G-tube question

The child has no health conditions listed? Are the parents forthcoming with information at all about his medical history? I had a student with a G tube that was not used at school because he had an eating disorder. He was physically able to eat and drink. He just wouldn't do it enough to satisfy his caloric requirements so the parents did a continuous feed at night in order to make sure he got enough calories. We didn't do anything with at school at all. We almost had to when he had a relapse of complete anorexia and we almost had to do bolus feedings at school but we didn't.

I also have a friend whose son was born with Pierre Robin and cleft lip and palate and because of all of his surgeries and being unable to eat for such a long time developed severe oral aversion. Intensive therapy all around has gotten him to the point where he will eat some things orally but, again, not enough to satisfy his daily caloric requirement so my friend feeds him through his G tube at home to make sure his diet is balanced and adequate.

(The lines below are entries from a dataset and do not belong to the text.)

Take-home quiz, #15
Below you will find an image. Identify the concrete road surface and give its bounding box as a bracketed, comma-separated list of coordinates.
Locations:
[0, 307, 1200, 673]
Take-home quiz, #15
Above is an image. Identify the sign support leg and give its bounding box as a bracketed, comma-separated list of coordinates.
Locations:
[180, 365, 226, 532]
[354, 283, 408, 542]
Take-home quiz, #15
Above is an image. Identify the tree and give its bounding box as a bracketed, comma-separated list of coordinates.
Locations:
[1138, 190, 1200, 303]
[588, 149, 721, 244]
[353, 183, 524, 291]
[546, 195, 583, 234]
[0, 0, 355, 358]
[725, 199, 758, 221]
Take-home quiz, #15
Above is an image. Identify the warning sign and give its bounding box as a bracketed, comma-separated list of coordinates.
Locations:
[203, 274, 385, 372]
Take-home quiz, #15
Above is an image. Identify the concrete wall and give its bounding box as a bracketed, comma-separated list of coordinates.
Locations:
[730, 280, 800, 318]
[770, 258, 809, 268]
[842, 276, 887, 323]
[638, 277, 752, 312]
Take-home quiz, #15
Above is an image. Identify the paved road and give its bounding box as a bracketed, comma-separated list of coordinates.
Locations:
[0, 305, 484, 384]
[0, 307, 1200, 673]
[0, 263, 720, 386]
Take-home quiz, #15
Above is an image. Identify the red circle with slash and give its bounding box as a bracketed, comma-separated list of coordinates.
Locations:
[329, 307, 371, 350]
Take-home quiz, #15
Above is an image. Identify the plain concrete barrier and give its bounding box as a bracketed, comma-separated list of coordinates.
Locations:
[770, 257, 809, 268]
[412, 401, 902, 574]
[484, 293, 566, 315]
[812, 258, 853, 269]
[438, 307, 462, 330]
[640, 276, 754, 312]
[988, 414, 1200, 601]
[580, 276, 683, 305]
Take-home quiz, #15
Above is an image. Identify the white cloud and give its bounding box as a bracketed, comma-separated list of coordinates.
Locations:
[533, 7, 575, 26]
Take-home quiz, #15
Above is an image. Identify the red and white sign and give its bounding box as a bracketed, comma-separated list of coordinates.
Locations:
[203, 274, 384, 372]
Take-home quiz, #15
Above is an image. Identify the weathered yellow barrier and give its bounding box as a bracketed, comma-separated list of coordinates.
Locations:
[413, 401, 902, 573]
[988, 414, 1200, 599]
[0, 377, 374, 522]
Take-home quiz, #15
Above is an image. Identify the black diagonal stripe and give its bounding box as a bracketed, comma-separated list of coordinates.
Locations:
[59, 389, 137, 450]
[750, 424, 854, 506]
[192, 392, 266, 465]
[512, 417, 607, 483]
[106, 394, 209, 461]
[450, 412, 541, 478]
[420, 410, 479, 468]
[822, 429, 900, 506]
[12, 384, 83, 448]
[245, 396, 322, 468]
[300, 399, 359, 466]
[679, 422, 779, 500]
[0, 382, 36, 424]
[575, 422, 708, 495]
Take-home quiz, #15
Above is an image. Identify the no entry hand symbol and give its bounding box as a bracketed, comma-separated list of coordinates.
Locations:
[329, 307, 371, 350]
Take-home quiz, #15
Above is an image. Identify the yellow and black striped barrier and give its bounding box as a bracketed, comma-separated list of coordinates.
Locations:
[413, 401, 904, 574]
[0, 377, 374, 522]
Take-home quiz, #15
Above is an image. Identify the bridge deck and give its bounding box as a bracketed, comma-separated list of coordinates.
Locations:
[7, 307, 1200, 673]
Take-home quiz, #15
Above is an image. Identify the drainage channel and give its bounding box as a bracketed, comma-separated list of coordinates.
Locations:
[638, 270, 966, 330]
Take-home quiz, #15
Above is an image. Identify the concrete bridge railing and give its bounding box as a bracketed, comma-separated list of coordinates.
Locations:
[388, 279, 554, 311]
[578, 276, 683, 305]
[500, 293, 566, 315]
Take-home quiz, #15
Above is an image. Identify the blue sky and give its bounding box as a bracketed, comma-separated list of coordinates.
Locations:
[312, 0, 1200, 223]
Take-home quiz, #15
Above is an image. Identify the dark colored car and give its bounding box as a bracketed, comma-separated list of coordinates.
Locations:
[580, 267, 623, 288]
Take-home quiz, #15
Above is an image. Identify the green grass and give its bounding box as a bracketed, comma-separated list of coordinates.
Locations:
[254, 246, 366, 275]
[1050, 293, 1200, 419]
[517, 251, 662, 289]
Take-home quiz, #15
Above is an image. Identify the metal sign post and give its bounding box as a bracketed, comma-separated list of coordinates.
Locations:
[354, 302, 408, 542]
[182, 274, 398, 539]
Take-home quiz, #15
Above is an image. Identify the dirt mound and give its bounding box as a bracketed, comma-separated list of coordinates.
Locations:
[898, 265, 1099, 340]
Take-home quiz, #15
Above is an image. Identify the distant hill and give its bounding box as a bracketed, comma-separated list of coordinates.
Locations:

Just some thoughts about why it might be there but not being used at school.

yes, that's what I plan to do. Why do that do they child if it isn't needed. She does not have any medical history indicating need for this that I can see. Just curious.....

We've had NICU kids go home who take full PO feeds during the day, but are on continuous drip feeds at night.

Without further info, it sounds like a tube was medically necessary back when it was placed, and now they've just left it in as a back-up. G-tube placement is far more invasive than removal, so perhaps the pediatrician is hesitant to remove if just in case it is needed again.

Like OldDude said, probably not much you can (or need to) do about it.

Whatever...if it gets yanked out at school all you can do is put it in a zip-lock and call the parent. Otherwise, don't worry about it.

The stoma will close up if you do that.

I place it in the stoma without filling the balloon and tape it in place.

Keeps the stoma open.

Well of course...but, as a RN, you can't do that if the parent won't provide an MD order for that contingency procedure along with her written permission. So, until that order and documentation is on file at your school, all you can do is watch, provide first aid, and notify the parent.

If I was the school nurse, I might make sure mom/dad is aware of this (maybe in writing if you are concerned?) and they still don't provide you the necessary documentation, well...I guess they should hope it never gets pulled out.

Well of course...but, as a RN, you can't do that if the parent won't provide an MD order for that contingency procedure along with her written permission. So, until that order and documentation is on file at your school, all you can do is watch, provide first aid, and notify the parent.

You would need an order to tape a g-button into the stoma?

I do not have orders like that in homecare but we just tape in place until the kid gets to the ER.

Some do have orders that Rn's can replace them(I do that often)

I have worked as a school nurse but never thought about needing an order for that.

I just thought of it as part of an emergency.

Well of course...but, as a RN, you can't do that if the parent won't provide an MD order for that contingency procedure along with her written permission. So, until that order and documentation is on file at your school, all you can do is watch, provide first aid, and notify the parent.

Sit on our hands and put that kid at risk of needing surgery, because their parents didn't sign a form? I really don't know about that. That sounds like a bad plan.

My kid has a gtube. Our school nurse just has a little note with the type of tube and the date of her surgery. I've always just assumed she'd pop it back in the stoma if it fell out, because that is the common sense thing to do. But now I'm going to have to call her lol.